Key trends likely to make 2017 another strong year for dealmaking

Growth will remain top of mind for executives in 2017 as turbo-charged changes in the business world outweigh concerns around ongoing geopolitical uncertainty. Mergers and acquisitions (M&A) are now a cornerstone of today’s corporate strategy — alongside joint ventures, alliances and partnerships — as the quickest route to growth. Despite heightened uncertainty throughout the year, 2016 was one of the best years ever for dealmaking. While the deal value globally – US$3.5t – was down 17% against 2015, which was a record year; overall, 2016 was up 9% against 2014 and 44% over 2013. The resurgence of M&A should continue through 2017, bringing executives to the deal table.

Five key trends that are expected to define the transaction market globally in 2017:

1. Future-proofing: today’s deals can be tomorrow’s game-changers

The pace of future-proofing business models will accelerate as companies continue to adapt to digital transformation, the blurring of traditional industry lines and changing consumer preferences.

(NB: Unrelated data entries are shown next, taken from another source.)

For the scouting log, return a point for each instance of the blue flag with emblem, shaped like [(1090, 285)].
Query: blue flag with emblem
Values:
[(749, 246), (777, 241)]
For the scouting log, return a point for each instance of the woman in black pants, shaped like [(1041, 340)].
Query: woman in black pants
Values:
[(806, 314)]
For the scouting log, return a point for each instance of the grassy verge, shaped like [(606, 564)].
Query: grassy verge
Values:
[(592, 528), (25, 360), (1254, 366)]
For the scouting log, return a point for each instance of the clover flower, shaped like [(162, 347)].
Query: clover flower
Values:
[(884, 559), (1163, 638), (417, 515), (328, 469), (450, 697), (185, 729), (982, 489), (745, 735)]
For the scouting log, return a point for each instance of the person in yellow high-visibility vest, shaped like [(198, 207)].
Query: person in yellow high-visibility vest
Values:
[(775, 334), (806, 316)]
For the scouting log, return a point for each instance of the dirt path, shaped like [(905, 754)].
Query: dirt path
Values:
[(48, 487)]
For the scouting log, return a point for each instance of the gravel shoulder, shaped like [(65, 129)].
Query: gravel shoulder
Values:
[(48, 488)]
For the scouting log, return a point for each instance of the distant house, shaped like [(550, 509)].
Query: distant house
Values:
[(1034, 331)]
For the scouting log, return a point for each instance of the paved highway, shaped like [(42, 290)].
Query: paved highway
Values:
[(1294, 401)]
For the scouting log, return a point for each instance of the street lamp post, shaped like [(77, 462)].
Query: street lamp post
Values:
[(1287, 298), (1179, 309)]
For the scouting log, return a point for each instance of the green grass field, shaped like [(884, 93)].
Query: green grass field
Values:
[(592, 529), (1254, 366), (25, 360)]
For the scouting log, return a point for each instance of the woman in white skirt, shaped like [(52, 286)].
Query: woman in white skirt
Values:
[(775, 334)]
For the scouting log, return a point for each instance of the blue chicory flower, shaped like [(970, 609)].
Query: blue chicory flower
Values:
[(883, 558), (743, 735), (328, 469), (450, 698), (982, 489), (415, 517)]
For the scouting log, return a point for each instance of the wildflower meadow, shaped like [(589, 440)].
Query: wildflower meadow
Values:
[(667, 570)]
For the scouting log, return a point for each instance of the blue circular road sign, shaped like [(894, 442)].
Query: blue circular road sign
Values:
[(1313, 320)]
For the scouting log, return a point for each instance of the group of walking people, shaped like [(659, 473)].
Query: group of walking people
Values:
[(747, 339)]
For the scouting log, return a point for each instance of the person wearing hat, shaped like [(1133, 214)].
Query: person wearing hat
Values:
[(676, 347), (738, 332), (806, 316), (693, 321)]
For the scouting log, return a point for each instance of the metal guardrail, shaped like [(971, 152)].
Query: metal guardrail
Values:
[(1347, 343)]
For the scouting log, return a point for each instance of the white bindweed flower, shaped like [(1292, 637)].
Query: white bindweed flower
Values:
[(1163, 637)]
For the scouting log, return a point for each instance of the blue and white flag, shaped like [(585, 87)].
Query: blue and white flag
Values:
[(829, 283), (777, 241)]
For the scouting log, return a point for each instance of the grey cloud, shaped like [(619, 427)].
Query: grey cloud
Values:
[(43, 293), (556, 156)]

Of all the deals last year, 9,616 were cross-sector transactions worth a combined US$937b – up 11% compared with 2015 – signaling that executives are already acquiring the innovation that will fuel the re-invention of their own business models and their sector more broadly.

Steve Krouskos, EY Global Vice Chair – Transaction Advisory Services (TAS), says:

“Executives need to future-proof their business given the hyper speed of technological advances in a highly disruptive landscape. Organic investment might not be enough and M&A can be a faster route to innovation and growth. Future-proofing the business will be a key – if not the main – driver of M&A activity in 2017.”

2. Cross-border deals will be in ready supply in 2017

In 2016, Chinese buyers dominated the world headlines, with the value of those deals alone totaling US$210b, up 127% against 2015. Overall, last year saw 8,731 cross-border deals worth a combined US$1.3t (37% of all value). In 2017, other countries will likely join the race to buy into pockets of growth and secure supply chains in an era of increasing geopolitical uncertainty.

Krouskos says: “Companies are operating in a globalized environment with globalized supply chains. Those supply chains need to be secured and M&A is increasingly becoming an effective instrument to achieve that. In 2017, we will see increasing cross-border dealmaking, particularly between Asia and North America, as well as a continuing strong flow of outbound acquisitions from China.”

3. Currency converts into attractive timing of deals

The timing of deals can be affected by currency movements and the downward pressure on the British pound and the euro could make assets in Europe more attractive.

Krouskos says: “Strategic growth plans drive deals rather than currency. People don’t buy houses they don’t like just because the price has dropped 10% – it’s the same principle with M&A. However, European companies with foreign currency denominated cash flows – especially in US dollars – will be in a strong position domestically, enabling them to do more deals. Divergent economic performance across geographies in 2017, will pose both challenges and opportunities for dealmakers and offer additional impetus for cross-border M&A.”

4. Regulation: yea or nay?

Last year saw a record amount of deals being pulled due to regulatory and antitrust concerns. In 2017, the regulatory aspect of dealmaking will be in the spotlight, particularly in the US where the presidential election result could see a relaxation of controls.

There is a growing trend toward creating national economic champions in some countries to contest in the increasingly competitive business world. Regulators in developed markets, especially the US and Europe, may look to address this trend in a global marketplace.

Krouskos says: “The questions dealmakers will be asking themselves in 2017 will be whether the competition authorities will have as much of an impact this year as in 2016. Will we see regulators globally acknowledge specially established national champions? Will the regulators block acquisitions by these national economic champions or start creating their own?”

5. Acceleration of portfolio recycling will be in vogue in 2017

Deal pipelines remain healthy despite the geopolitical uncertainty and rapid change, pointing to equally strong – if not stronger – M&A activity in 2017.

Krouskos says: “Ensuring portfolios are as fit and healthy as possible will continue to be a priority. Companies cannot afford to hold on to any assets that are not adding to bottom and top line growth. This should result in resurgence of private equity in 2017, particularly in the mid-market, as companies jettison underperforming assets – prime targets for private equity portfolios.”

Executives will continue to search across a wider number of targets and use a variety of deal structures. In 2017, companies will likely accelerate acquisitions outside their core sector in response to increasing competition and to gain new customers and extend product offerings.

Krouskos says: “The world of M&A is constantly changing, requiring completely different boardroom thinking on a broader range of topics – from geopolitics and regulation, digital disruption and data proliferation, to new deal structures and cross-sector integration. This complexity will breed a further clarity of M&A strategies in 2017 as companies continue to look to smart, strategic deals to deliver on their growth strategy.